FIG. 3 is a diagram showing an example of a conventional filter circuit and a power supply circuit to which the circuit is applied.

FIG. 4 is a diagram showing an example of a conventional filter circuit using a spark gap and a power supply circuit to which the circuit is applied.

FIG. 5 is a diagram showing an example of a conventional filter circuit using a varistor and a power supply circuit to which the circuit is applied.

[Explanation of symbols]

 1 Common Mode Coil 2 Capacitor 3a Capacitor 3b Capacitor 6 DC-DC Converter 8 Varistor 9a Bead Inductor 9b Bead Inductor 10 Epoxy Resin 11 Commercial Power 13 Line 14 Line 15 Line 16 Varistor 17a Bead Inductor 17b Bead Inductor

Claims (3)

[Claims] 1. A filter circuit for preventing leakage of high frequency noise to a commercial power source and absorbing surge noise intruding from the commercial power source, wherein the filter circuit is provided in the middle of a line connected to the commercial power source.
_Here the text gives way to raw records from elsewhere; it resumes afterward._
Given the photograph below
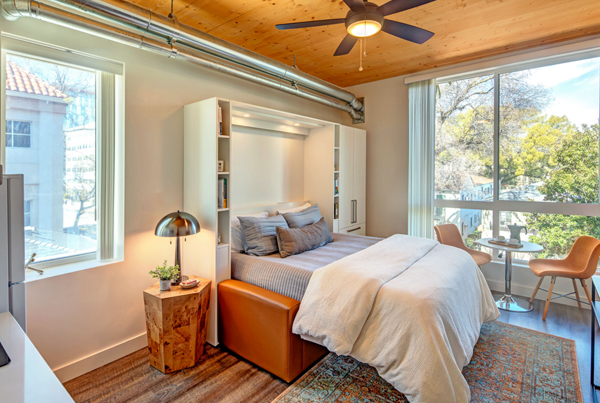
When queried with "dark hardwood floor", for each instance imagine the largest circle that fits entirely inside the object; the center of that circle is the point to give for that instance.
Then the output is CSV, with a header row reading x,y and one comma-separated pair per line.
x,y
223,377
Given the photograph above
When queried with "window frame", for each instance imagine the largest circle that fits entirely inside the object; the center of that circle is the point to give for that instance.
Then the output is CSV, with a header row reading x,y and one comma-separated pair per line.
x,y
24,47
497,205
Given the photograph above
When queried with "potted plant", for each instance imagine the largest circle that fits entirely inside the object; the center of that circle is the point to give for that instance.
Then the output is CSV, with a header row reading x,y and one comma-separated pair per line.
x,y
165,274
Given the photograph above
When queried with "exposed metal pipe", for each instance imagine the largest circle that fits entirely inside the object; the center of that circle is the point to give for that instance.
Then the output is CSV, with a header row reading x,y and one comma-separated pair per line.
x,y
13,9
131,16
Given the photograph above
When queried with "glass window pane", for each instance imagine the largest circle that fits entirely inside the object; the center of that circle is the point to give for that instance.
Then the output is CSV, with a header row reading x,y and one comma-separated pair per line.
x,y
59,169
473,224
21,141
549,133
464,140
555,232
22,127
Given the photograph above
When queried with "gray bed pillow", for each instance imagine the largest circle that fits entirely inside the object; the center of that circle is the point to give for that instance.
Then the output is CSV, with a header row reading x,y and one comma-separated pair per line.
x,y
293,241
303,218
260,234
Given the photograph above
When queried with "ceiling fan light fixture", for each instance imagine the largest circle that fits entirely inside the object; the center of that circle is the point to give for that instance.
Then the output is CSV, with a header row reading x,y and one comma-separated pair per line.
x,y
362,29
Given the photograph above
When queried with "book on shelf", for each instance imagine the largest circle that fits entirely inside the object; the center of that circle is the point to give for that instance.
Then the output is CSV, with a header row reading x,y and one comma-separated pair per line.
x,y
220,114
222,193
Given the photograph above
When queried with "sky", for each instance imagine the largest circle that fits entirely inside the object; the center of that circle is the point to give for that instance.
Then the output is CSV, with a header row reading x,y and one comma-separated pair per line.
x,y
575,89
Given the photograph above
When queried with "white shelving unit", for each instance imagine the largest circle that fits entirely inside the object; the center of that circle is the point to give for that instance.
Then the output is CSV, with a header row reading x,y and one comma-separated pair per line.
x,y
204,145
270,157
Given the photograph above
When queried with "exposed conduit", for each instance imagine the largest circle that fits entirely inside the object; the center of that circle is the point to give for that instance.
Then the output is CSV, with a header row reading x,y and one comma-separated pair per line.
x,y
166,36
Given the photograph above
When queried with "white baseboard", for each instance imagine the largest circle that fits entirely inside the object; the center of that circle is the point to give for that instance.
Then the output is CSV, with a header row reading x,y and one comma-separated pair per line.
x,y
100,358
526,291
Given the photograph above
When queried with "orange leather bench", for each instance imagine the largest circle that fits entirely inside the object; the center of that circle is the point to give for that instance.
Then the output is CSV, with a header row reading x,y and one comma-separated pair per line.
x,y
257,324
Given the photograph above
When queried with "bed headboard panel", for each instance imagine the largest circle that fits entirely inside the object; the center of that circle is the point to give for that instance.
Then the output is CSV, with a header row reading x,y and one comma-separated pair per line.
x,y
271,209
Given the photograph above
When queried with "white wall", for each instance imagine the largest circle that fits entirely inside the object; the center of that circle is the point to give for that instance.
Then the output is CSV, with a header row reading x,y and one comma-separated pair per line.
x,y
268,168
386,123
82,320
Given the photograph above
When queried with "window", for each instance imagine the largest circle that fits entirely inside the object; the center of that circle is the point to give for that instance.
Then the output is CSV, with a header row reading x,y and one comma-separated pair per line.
x,y
72,185
62,190
18,134
524,145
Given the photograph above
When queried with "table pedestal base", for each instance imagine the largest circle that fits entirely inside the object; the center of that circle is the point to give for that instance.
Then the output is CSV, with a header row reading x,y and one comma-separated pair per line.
x,y
512,304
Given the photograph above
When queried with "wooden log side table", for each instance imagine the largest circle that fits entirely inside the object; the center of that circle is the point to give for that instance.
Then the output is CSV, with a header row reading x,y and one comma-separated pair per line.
x,y
176,325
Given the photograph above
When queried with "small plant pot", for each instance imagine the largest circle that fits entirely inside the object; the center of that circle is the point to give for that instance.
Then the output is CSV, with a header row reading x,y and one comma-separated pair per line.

Of the first inductor means whose impedance increases as the high-frequency component of the voltage increases, and a circuit block in which the second inductor means and the varistor whose impedance increases as the high-frequency component of the applied voltage increases are connected in series. A filter circuit, wherein the filter circuit is connected in parallel with the first inductor means. 2. The filter circuit according to claim 1, wherein the second inductor means and the varistor are integrated. 3. The filter circuit according to claim 1, wherein the second inductor means is a bead inductor.